President Obama delivered a speech at George Washington University earlier this week outlining plans to address the government’s significant debt burden. While the speech contained a lot of political rhetoric, there were several specific things mentioned that could impact public companies. As a result, these are the two potential ways to profit from potential upcoming spending cuts.
Time to be Defensive on Defense Stocks
With plans to cut some $400 billion on security spending over a 10-year period, President Obama’s proposed budget cuts could dramatically curtail funding for many defense contractors. Military spending worldwide also grew more slowly in 2010 than 2009, according to a recent report by the Stockholm International Peace Research Institute.
Many analysts like Goldman Sachs echoed these concerns, saying that defense cuts similar to deeper than the revisions in 2011 are likely for 2012, and reiterated its Sell ratings on L-3 Communications (NYSE:LLL), Lockheed Martin (NYSE:LMT) and Northrop Grumman (NYSE:NOC). However, defense stocks, as measured by ETFs like iShares Dow Jones U.S. Aerospace & Defense (NYSEARCA:ITA) are still trading up year-to-date.
As a result, investors may want to consider short selling, buying puts or selling calls against baskets of defense stocks or related ETFs. Those looking to hedge out the risk of a broad market rally can also consider purchasing a U.S. equity index or related call options to create a pairs trade. Given the uncertain environment in the U.S. and a global slowdown, this trade has a good risk/reward ratio.
Generic Pharmas are Really Quite Special
As part of an agenda to control healthcare costs, President Obama’s plan called for numerous initiatives designed to promote generic pharmaceuticals. This may be bad for big pharmaceutical companies, but generic manufacturers like Teva Pharmaceuticals (NYSE:TEVA) and Hi-Tech Pharmaceutical Co. (NASDAQ:HITK) could benefit handsomely from any moves to make their life easier.

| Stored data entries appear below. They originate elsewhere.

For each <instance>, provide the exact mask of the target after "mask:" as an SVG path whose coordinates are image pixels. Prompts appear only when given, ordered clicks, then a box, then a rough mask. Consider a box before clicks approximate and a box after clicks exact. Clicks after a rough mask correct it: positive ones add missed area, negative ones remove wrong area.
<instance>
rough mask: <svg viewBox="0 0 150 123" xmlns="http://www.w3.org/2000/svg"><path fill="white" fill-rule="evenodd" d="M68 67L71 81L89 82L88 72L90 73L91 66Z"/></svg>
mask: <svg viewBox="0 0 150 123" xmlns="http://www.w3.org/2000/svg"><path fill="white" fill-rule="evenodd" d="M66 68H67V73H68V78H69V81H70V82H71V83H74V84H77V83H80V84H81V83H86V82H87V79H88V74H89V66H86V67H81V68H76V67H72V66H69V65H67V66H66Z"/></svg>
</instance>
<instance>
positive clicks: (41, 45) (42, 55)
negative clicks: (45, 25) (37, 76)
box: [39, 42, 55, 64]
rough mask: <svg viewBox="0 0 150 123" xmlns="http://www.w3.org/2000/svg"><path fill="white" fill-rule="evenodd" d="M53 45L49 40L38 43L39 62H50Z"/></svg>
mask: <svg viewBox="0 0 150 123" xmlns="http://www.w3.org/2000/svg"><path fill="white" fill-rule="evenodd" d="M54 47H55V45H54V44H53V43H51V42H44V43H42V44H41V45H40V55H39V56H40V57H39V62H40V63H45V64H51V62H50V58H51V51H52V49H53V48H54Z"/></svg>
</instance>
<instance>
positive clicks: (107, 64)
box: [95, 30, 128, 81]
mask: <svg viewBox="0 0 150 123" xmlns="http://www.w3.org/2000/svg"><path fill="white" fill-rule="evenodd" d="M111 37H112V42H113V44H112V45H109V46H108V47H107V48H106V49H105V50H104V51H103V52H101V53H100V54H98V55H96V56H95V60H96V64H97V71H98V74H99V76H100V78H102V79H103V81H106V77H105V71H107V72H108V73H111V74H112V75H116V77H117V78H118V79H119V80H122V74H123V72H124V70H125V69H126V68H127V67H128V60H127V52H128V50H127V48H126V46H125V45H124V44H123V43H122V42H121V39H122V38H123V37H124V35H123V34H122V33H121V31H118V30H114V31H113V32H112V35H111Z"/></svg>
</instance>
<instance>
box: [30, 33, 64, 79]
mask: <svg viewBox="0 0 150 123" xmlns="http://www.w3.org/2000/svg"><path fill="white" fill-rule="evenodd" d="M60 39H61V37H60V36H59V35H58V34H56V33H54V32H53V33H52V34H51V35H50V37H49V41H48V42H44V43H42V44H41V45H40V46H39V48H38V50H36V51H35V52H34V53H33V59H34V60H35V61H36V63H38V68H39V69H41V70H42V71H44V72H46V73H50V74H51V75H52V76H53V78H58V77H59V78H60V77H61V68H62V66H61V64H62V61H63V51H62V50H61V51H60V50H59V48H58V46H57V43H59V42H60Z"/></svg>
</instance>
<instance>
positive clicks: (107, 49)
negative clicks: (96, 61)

Specifically, President Obama proposed cutting the number of years that a drugmaker could exclusively market brand-name biologic drugs to seven years from 12 years. Meanwhile, he also proposed setting limits on so-called “pay-for-delay” deals that set back lower cost rival drugs with settled patent challenges and agreements between big pharma and generic manufacturers.
Investors looking to capitalize on this trend may want to consider purchasing long-term stock positions in generic drug manufacturers, or perhaps using LEAPS to purchase a basket of securities for an affordable price. And again, those looking to offset any broad market declines could purchase an index LEAPS put or short-sell an index to create a pairs trade.

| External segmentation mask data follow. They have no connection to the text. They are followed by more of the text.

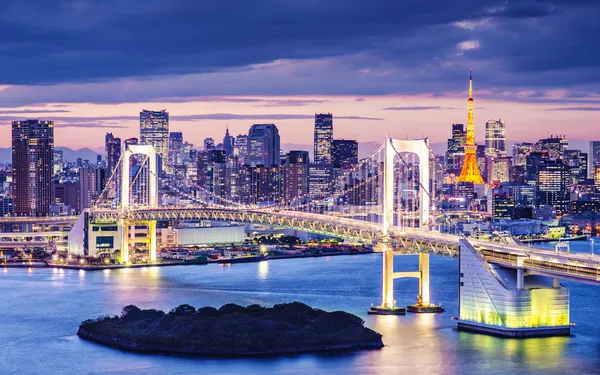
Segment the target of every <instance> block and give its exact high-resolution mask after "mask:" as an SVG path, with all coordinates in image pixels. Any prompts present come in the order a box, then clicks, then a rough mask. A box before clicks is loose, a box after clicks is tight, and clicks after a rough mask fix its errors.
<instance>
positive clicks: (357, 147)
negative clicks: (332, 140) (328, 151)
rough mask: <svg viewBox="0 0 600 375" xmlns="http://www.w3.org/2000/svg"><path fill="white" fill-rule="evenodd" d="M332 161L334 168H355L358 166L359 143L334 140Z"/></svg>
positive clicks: (340, 139) (339, 139)
mask: <svg viewBox="0 0 600 375" xmlns="http://www.w3.org/2000/svg"><path fill="white" fill-rule="evenodd" d="M331 159H332V163H333V167H334V168H338V169H352V168H354V167H355V166H356V165H358V142H357V141H352V140H346V139H334V140H333V143H332V158H331Z"/></svg>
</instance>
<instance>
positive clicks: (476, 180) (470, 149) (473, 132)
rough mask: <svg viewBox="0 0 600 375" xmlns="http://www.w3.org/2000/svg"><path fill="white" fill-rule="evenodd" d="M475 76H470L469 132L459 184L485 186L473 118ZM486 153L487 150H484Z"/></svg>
mask: <svg viewBox="0 0 600 375" xmlns="http://www.w3.org/2000/svg"><path fill="white" fill-rule="evenodd" d="M473 102H474V99H473V75H472V74H470V76H469V100H468V112H467V132H466V139H465V159H464V161H463V166H462V170H461V172H460V175H459V176H458V179H457V182H472V183H474V184H483V183H484V181H483V178H482V177H481V172H480V169H479V165H478V163H477V155H476V153H477V144H476V143H475V120H474V118H473ZM484 151H485V150H484Z"/></svg>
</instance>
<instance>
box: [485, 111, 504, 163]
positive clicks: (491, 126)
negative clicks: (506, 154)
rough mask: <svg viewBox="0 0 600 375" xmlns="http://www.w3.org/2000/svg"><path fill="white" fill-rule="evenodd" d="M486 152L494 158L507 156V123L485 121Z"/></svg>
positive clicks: (499, 120)
mask: <svg viewBox="0 0 600 375" xmlns="http://www.w3.org/2000/svg"><path fill="white" fill-rule="evenodd" d="M485 154H486V155H487V156H491V157H494V158H497V157H500V158H503V157H505V156H506V123H505V122H504V121H502V120H489V121H488V122H486V123H485Z"/></svg>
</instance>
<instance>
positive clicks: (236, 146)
mask: <svg viewBox="0 0 600 375" xmlns="http://www.w3.org/2000/svg"><path fill="white" fill-rule="evenodd" d="M233 156H234V157H236V158H237V161H238V163H240V164H246V157H247V156H248V136H247V135H245V134H240V135H238V136H237V137H235V143H234V147H233Z"/></svg>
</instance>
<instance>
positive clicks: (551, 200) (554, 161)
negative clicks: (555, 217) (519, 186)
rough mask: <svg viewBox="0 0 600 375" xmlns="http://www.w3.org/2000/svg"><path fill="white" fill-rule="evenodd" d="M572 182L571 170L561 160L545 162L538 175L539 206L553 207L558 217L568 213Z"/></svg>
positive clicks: (538, 191)
mask: <svg viewBox="0 0 600 375" xmlns="http://www.w3.org/2000/svg"><path fill="white" fill-rule="evenodd" d="M570 182H571V175H570V173H569V169H568V168H567V167H566V166H565V165H564V164H563V163H562V161H561V160H547V161H545V162H544V163H543V165H542V166H541V168H540V170H539V171H538V175H537V184H536V198H537V206H538V207H539V206H551V207H553V208H554V209H555V210H556V213H557V214H558V215H562V214H564V213H566V212H567V210H568V209H569V201H570V197H569V184H570Z"/></svg>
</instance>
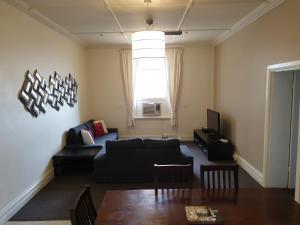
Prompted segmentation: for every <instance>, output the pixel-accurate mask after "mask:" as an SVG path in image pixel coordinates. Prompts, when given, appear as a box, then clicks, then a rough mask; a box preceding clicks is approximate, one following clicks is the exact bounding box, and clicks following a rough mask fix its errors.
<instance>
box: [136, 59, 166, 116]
mask: <svg viewBox="0 0 300 225" xmlns="http://www.w3.org/2000/svg"><path fill="white" fill-rule="evenodd" d="M133 70H134V74H135V84H134V99H135V115H136V117H137V118H143V117H149V116H144V114H143V103H159V104H160V110H161V112H160V115H159V114H158V115H156V116H155V117H157V118H161V117H168V116H170V109H169V104H168V101H167V96H168V95H167V93H168V92H167V73H166V60H165V59H164V58H143V59H135V60H133Z"/></svg>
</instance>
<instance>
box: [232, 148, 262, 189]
mask: <svg viewBox="0 0 300 225" xmlns="http://www.w3.org/2000/svg"><path fill="white" fill-rule="evenodd" d="M233 158H234V160H235V161H236V163H237V164H238V165H239V166H240V167H242V168H243V169H244V170H245V171H246V172H247V173H248V174H249V175H250V176H251V177H252V178H253V179H254V180H256V181H257V182H258V183H259V184H260V185H261V186H263V180H264V179H263V174H262V173H261V172H260V171H258V170H257V169H256V168H255V167H254V166H252V165H251V164H250V163H249V162H248V161H247V160H246V159H244V158H243V157H242V156H240V155H239V154H237V153H234V155H233Z"/></svg>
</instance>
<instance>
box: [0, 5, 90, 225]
mask: <svg viewBox="0 0 300 225" xmlns="http://www.w3.org/2000/svg"><path fill="white" fill-rule="evenodd" d="M0 31H1V34H0V96H1V97H0V124H1V130H0V143H1V145H0V180H1V181H0V224H1V219H3V218H1V217H2V216H5V215H4V214H5V213H7V211H6V210H8V209H9V208H8V206H9V204H10V203H12V202H13V201H14V200H16V199H17V197H20V196H21V194H22V193H23V192H24V191H25V190H28V188H29V187H30V186H31V185H33V184H34V183H35V182H37V181H38V180H39V179H40V178H41V177H42V176H43V174H44V173H46V171H47V170H48V169H50V168H51V167H52V166H51V165H52V162H51V157H52V155H53V154H55V153H56V152H57V151H59V150H60V149H61V147H62V143H63V142H64V139H63V133H64V132H65V131H66V130H67V129H68V128H70V127H71V126H73V125H76V124H78V123H79V122H80V120H84V119H86V117H85V112H84V110H83V109H85V108H86V106H85V104H84V103H85V101H84V99H85V98H86V97H85V91H86V88H85V78H84V74H85V60H86V54H85V49H83V48H82V47H80V46H79V45H78V44H76V43H74V42H73V41H71V40H70V39H68V38H66V37H64V36H62V35H61V34H58V33H56V32H54V31H52V30H51V29H49V28H47V27H46V26H44V25H42V24H40V23H39V22H37V21H36V20H34V19H32V18H31V17H29V16H28V15H25V14H23V13H22V12H20V11H18V10H16V9H15V8H13V7H11V6H9V5H7V4H6V3H4V2H2V1H0ZM34 69H38V71H39V72H40V74H41V75H42V76H43V77H44V78H46V79H48V77H49V74H53V72H54V71H57V72H58V73H59V74H60V75H63V76H64V75H67V74H68V73H71V74H73V75H74V76H75V77H76V79H77V81H78V83H79V94H80V96H79V104H77V105H76V106H75V107H74V108H70V107H69V106H66V105H65V106H64V107H63V108H62V109H61V110H60V111H59V112H57V111H55V110H53V109H51V108H50V107H49V106H48V107H47V113H46V114H42V115H40V116H39V117H38V118H33V117H32V116H31V115H30V114H29V113H27V112H25V110H24V108H23V106H22V104H21V103H20V102H19V100H18V98H17V95H18V91H19V89H20V88H21V85H22V83H23V80H24V74H25V72H26V70H30V71H32V72H33V71H34Z"/></svg>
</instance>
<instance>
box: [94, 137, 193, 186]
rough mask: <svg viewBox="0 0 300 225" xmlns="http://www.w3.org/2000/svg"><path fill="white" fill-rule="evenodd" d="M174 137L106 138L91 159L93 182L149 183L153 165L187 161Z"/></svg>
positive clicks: (178, 143)
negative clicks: (93, 157)
mask: <svg viewBox="0 0 300 225" xmlns="http://www.w3.org/2000/svg"><path fill="white" fill-rule="evenodd" d="M182 148H187V147H186V146H183V145H182V146H181V145H180V141H179V140H178V139H170V140H154V139H144V140H143V139H139V138H137V139H129V140H119V141H107V142H106V147H105V148H103V149H102V150H101V151H100V152H99V153H98V154H97V156H96V157H95V158H94V173H95V179H96V182H99V183H100V182H152V181H153V180H154V174H153V172H154V170H153V164H154V163H158V164H191V165H193V157H191V156H188V155H185V154H184V153H183V152H182V151H181V149H182Z"/></svg>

While President Obama’s spending cuts aren’t likely to happen overnight, the general consensus surrounding the level of debt in the U.S. points to austerity measures being implemented. Based on his speech earlier this week, these are two ways to profit from the possible implementation of these reforms.
Disclosure: I have no positions in any stocks mentioned, and no plans to initiate any positions within the next 72 hours.